Selon Nimubona, les étudiants qui sont régulièrement inscrits au rôle sont menacés par un groupe d’étudiants récemment renvoyés de cette école après leur grève qui vient de durer au moins neuf mois.
Le ministre Nimubona précise encore que si ces étudiants persistent dans l’erreur, ils seront non seulement rayés de la liste des autres étudiants de cette École qui forme des enseignants du secondaire, mais aussi des seront privés de poser leurs pieds dans les universités du pays.
« S’ils ne veulent pas étudier, ils vont terminer en prison » menace le ministre de l’Enseignement Supérieur et de la Recherche Scientifique Dr. Julien Nimubona.

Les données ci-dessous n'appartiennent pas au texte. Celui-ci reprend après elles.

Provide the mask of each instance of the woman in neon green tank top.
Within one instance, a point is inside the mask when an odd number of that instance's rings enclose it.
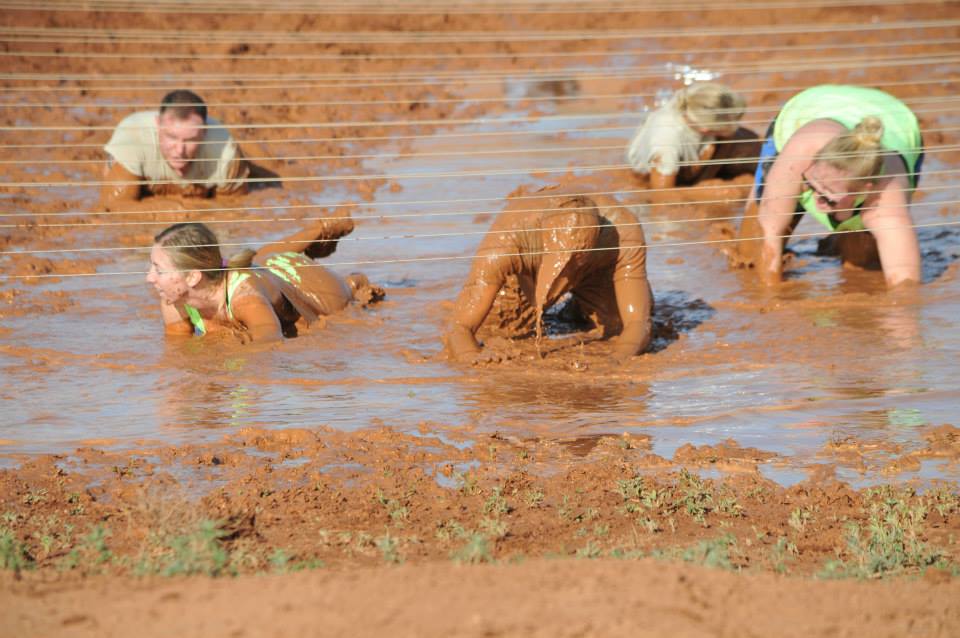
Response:
[[[175,224],[154,238],[147,281],[160,297],[167,334],[239,332],[271,341],[296,334],[296,323],[342,310],[351,299],[375,301],[383,290],[355,273],[341,279],[314,258],[336,250],[353,230],[349,216],[316,226],[229,261],[203,224]]]
[[[791,98],[761,152],[741,226],[741,237],[763,238],[762,278],[780,281],[787,239],[810,213],[840,233],[845,264],[879,266],[890,286],[919,282],[909,205],[922,151],[916,116],[883,91],[823,85]]]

Nimubona trouve que ces étudiants ont exagéré ce mercredi quand ils ont fait irruption dans des auditoires et se sont mis à déchirer des livres, dictionnaires et autres syllabus des cours des autres étudiants et professeurs de cette école qui vaquaient à leurs activités.
Depuis neuf mois, un groupe d’étudiants de cette école observe une grève contre la philosophie de l’ENS. En effet, ces étudiants réclament entre autre l’ouverture du deuxième cycle au département des Sciences Appliquées comme c’est le cas dans d’autres départements.
En plus, selon ces étudiants, grâce au volume horaire égale à celui des étudiants de l’Université du Burundi au département des Sciences Appliquées, ils réclament des diplôme équivalents avec leurs compères de l’Université du Burundi, une chose jugée comme utopie par les autorités de l’Enseignement supérieur au Burundi, qui trouvent plutôt que la « philosophie » fondatrice des deux écoles est différente.
En effet, selon ces mêmes sources, il est inadmissible de délivrer des diplômes d’ingéniorat aux étudiants qui sont inscrits dans une école qui délivre plutôt des diplômes d’enseignants au secondaire, pure encore, qui ont fait uniquement trois ans seulement lors de leurs cursus.